An ongoing musical love story
By Shevlin Sebastian, NIE - Kochi
16th July 2012 12:32 PM
On May 25, 2007, Smitha Dev was in Dubai spending time with music composer Deepak Dev’s parents. It was her fifth wedding anniversary. But Deepak was away in Chennai for work. That night, the family, along with Deepak’s brother, Dixit, went to the Ibn Batuta Mall to do some shopping. At 10.30 pm which is midnight in India, Smitha called Deepak to wish him on the anniversary, but the phone remained out of range.
Worried that something had happened, she called Deepak’s friend, who replied that the composer must be busy. Earlier in the afternoon, Deepak had called and said that he would be having a lyrics-writing session going on late into the night. “Deepak told me that he was not sure whether he would be able to take my calls at night,” says Smitha. Soon, there was a call on Dixit’s mobile from a neighbour saying that some friends had come to wish Smitha. So the family went back home. At the entrance to the house, there was Deepak standing with a huge bunch of roses. “Happy anniversary,” he said, with a big grin, and the couple hugged each other. And Smitha was overwhelmed with happiness.
“Deepak has always given me surprises throughout our marriage,” she says. Some of the surprises can be tragic-comic. On September, 10, 2008, which is Smitha’s birthday, she got dengue fever in Chennai. “I thought it was a viral fever,” she says. “The children were at home and both our parents were not there. So, I took some antibiotics. But, by the fourth day it became severe.”
Deepak rushed Smitha to the Surya hospital. The nurse was trying to put a drip, but because Smitha was so weak, she could not find a vein in either of her arms to put the needle. Suddenly, blood started oozing out from one of the veins.

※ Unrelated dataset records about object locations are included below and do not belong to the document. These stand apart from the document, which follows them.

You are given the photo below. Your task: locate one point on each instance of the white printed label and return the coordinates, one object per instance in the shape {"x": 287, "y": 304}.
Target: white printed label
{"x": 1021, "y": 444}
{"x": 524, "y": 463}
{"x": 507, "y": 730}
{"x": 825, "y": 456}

“When Deepak saw this, he was shocked and he fainted,” says Smitha. “I had to ask the attender to take the mobile phone from the pocket.” She called one of their mutual friends, who lived nearby, to come and help. Meanwhile, the doctor of the casualty section said, with a grin, “He loves you so much. You are the patient, but the one who fainted is your husband.”
For Smitha, this is one aspect of Deepak’s character that she finds endearing. “He can’t bear to see me in any sort of pain,” she says. “Deepak is always loving and caring.” He dotes on his two daughters, Devika, 9, and Pallavi, 6. “I know that all fathers do the same thing, though he spends very little time with the children,” she says. Deepak prefers to work at night. He comes home at 3 am, and sleeps late into the morning. “So when our daughters get up to go to school, he will be sleeping,” says Smitha. “When he returns, they will be sleeping. That is why they don’t see each other.” But after three days like this, Deepak begins missing the girls. “He will then make it a point to come home when they return from school,” says Smitha. This is easy since the studio is nearby. He spends a lot of time with them on Saturdays and Sundays. “When we are together, my children never listen to me,” says Smitha, with a laugh. “They go to a dad who always says yes.”
Smitha also likes to spend a lot of time with Deepak. They met on July 23, 1995, at a recording studio in Kochi. Smitha had accompanied her mother, Renuka Girijan, a singer, for a recording. Deepak was working there as a keyboard player. He had just come from Dubai, where he grew up, to do his BCom at Sacred Heart College, Thevara. At that time, Smitha was doing her second-year pre-degree in English literature at St Teresa’s College. “We spoke to each other, but it was not love at first sight,” she says. However, by the end of the day, they had exchanged telephone numbers.
“We began speaking on the phone,” says Smitha. “Soon, we became friends. Later, it developed into a love affair.” They would go out and spend time in restaurants and ice cream parlours. “The first thing I told Deepak when things got serious was that I did not want to have a ‘timepass love affair’,” says Smitha. “Because, in Kerala, in the 1990s, if a girl went around with a boy, you tend to get a bad name. So, I asked him for a commitment.” Deepak was also serious about Smitha. They broached their desire to get married. “We did not have much of a problem with our parents,” says Smitha. “The only issue was that we are very close to each other in age, maybe a year’s difference.” Nevertheless, the couple tied the knot on May 26, 2002. “There have been ups and downs, over the years, but I am happy,” she says.